I do think that the personal self-reliance and even selfishness of Howard Roark in 'The Fountain Head' forms an ideal that would help many people in their own lives.  Instead of worrying about others actions and their own inability for action, people should focus on their own lives and how to better themselves, without relying on the state for help or blaming society for their problems.  This leads to the reason for the creation of my Blog and why I named is after 'The Fountainhead' main character.  I think that now, unlike any time since the 1930s, we face a new drive towards increased collectivism and decreased individual freedoms.  Whether on the left or the right there is a drive towards reducing individual rights in the name of curing society’s problems or ensuring security. We no longer face a linear system of freedom on one end and communism on the other.  We now face a '^' shaped model with individual freedom perched precariously in the middle, with the drop to collectivism on either side.  Not since the nationalism of the Nazi's and the communism of the Soviets' have we faced such an assault on the freedom on individualism. 

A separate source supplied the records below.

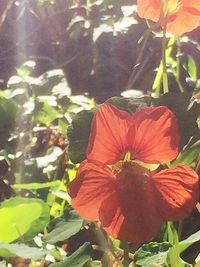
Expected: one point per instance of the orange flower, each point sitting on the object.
(118, 184)
(181, 15)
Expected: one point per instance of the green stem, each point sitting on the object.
(164, 45)
(126, 254)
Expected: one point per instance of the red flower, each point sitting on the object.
(118, 184)
(182, 15)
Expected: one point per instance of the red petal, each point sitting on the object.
(149, 9)
(90, 188)
(179, 190)
(108, 134)
(185, 20)
(154, 137)
(133, 214)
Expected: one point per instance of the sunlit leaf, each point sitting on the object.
(35, 186)
(78, 135)
(20, 216)
(152, 253)
(21, 250)
(65, 228)
(78, 258)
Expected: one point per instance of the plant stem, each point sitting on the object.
(126, 254)
(164, 45)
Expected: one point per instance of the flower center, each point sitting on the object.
(132, 173)
(170, 6)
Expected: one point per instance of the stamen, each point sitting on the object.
(127, 156)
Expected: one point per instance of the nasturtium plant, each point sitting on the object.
(22, 217)
(100, 133)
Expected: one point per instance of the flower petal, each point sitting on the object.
(154, 136)
(108, 134)
(149, 9)
(92, 185)
(180, 190)
(133, 214)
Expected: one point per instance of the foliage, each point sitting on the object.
(46, 116)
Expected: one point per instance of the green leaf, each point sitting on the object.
(78, 258)
(187, 118)
(188, 155)
(78, 135)
(21, 250)
(44, 161)
(36, 186)
(65, 229)
(152, 253)
(129, 104)
(189, 241)
(20, 216)
(46, 114)
(8, 113)
(192, 67)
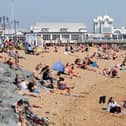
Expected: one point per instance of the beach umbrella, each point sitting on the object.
(58, 66)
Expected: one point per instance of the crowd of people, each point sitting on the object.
(57, 83)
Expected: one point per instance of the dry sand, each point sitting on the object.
(84, 109)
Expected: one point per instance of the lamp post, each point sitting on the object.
(16, 23)
(4, 21)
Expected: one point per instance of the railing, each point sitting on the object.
(88, 41)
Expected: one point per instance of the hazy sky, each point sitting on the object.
(31, 11)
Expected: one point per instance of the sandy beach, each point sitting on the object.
(83, 108)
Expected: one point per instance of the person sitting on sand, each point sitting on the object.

Now the right and left are not the Nazis and Communists of the past, but at the same time the innate interrelatedness of our society and the technological advances that allow everything to be observed and noted make these extremes all the more potentially suffocating.

Against the background of the assault on individual freedoms, I see a distinct change in the kind of conflicts and interactions of people, business, and countries.  Human struggles seem to have been a battle of peers.  Sure there were Davids against Goliaths, but on the whole there was a symmetry and desire for parity in conflicts.  If someone had dreadnoughts their opponents wanted more and better, but they still wanted dreadnoughts.  Even guerilla wars like Vietnam and Afghanistan were more proxy surrogate wars, then real mano-e-minnow conflicts.  It seems to be that force-on-force conflict is being replaced by conflicts based on ideologue and asymmetry.  As we learned on 9/11, and Israel learned recently Lebanon, we now face enemies that are not just rouges without the usual command and control structures, but rather a network type enemy more akin the leaderless structure of the internet.  Based on that peer-to-peer model and enabled by the interconnectedness of the internet, these new enemies assault the current order.  These new attacks stress and test the democratic democracies ability deal with them without overreacting or under reacting.

So here we are, facing new enemies and who knows what history will make of our efforts.  All I know is that I want to hand down a better world to my two children, and I don't have my father around anymore to engage in Jesuit trained mental jujutsu, and my wife tires my dissertations.  Plus thoughts are never as well thought out until they exposed to the stark truth of a blank page.